None of this, however, found its way into Buchili’s stoically upbeat report. It might spoil the euphoria reflected in the Panglossian headline in Friday’s issue of the Maputo daily “Noticias” which proclaimed “Justice records advances”.
Satar seems to imagine that he is untouchable. He pays none of the compensation ordered by the Maputo City Court in two major criminal cases, but publicly boasts that he is a very wealthy man.
For instance, on his Facebook page Satar recently declared “I am blessed with money and the taste to buy whatever there is of the best quality in the world. My wardrobe alone is worth millions of dollars”.
So where did this wealth come from? Why has the Maputo City Court not made it its business to find out how a man who was in jail just a few months ago, now claims to own clothes worth millions of dollars? A reasonable suspicion is that perhaps these are some of the same millions of dollars siphoned from the BCM.
The Satar scandal does not end with his taste in clothes. Prisoners on parole are suppose to stay in the country and report regularly to the court. But the Maputo City Court – judge Malhope again – authorized Satar to travel to India for medical treatment.
Now any medical treatment not available in Maputo can be acquired next door, in South Africa. So what was so special about Satar’s medical condition that he had to travel half way round the globe? And when he reached India, he decided he would like to be treated elsewhere, and so he decided to fly to London. He should have reported back to the Maputo Court on 15 April, but did not do so.
Resultado de imagem para nini satar e carlos cardososA further stain on the reputation of the judiciary in this case is that Satar has rented a house in Maputo – and his landlord is a judge. What sort of a judge is it who makes money by renting property out to a convicted murderer and criminal, and one who has not paid a penny to his victims?
And this judge, Luis Mondlane, knows the case very well. For he is a member of the Supreme Court, and sat on the Supreme Court panel which judged (and rejected) Satar’s appeal against his conviction in the Cardoso assassination case.

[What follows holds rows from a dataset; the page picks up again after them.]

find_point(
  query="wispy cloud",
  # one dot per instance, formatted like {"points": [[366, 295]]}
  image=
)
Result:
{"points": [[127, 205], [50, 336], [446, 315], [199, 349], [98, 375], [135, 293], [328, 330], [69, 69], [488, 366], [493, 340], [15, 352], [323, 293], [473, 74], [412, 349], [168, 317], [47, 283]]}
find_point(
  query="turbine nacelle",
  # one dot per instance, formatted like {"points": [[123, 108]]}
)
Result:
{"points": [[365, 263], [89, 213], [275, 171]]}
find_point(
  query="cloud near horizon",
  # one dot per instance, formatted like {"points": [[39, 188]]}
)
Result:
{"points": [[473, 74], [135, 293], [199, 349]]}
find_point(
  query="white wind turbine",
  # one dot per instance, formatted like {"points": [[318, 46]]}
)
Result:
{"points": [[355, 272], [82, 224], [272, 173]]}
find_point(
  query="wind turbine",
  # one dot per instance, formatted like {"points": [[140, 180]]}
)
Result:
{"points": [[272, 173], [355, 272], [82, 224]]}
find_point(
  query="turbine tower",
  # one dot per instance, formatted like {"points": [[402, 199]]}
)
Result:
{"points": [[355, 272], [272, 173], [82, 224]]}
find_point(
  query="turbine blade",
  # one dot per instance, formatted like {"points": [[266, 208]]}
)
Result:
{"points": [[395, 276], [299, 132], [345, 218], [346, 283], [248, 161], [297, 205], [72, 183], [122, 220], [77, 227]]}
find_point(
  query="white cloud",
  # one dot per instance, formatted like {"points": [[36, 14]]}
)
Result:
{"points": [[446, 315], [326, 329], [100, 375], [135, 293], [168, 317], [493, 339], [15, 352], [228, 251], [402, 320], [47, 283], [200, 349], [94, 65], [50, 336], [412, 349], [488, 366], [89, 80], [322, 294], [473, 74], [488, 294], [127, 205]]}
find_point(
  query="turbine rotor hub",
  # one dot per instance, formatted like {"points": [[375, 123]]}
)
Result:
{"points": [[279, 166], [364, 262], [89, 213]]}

Satar boasts on his Facebook page that he is paying Mondlane rent of 15,000 US dollars a month, and that he has rented other up-market Maputo properties “for my 40 bodyguards”.

What does Beatriz Buchili have to say about any of this? Nothing at all, to judge from her report. But as head of the country’s prosecution services, she has it in her power to insist that Satar serve his sentence for the BCM fraud, and pay the compensation ordered by the court.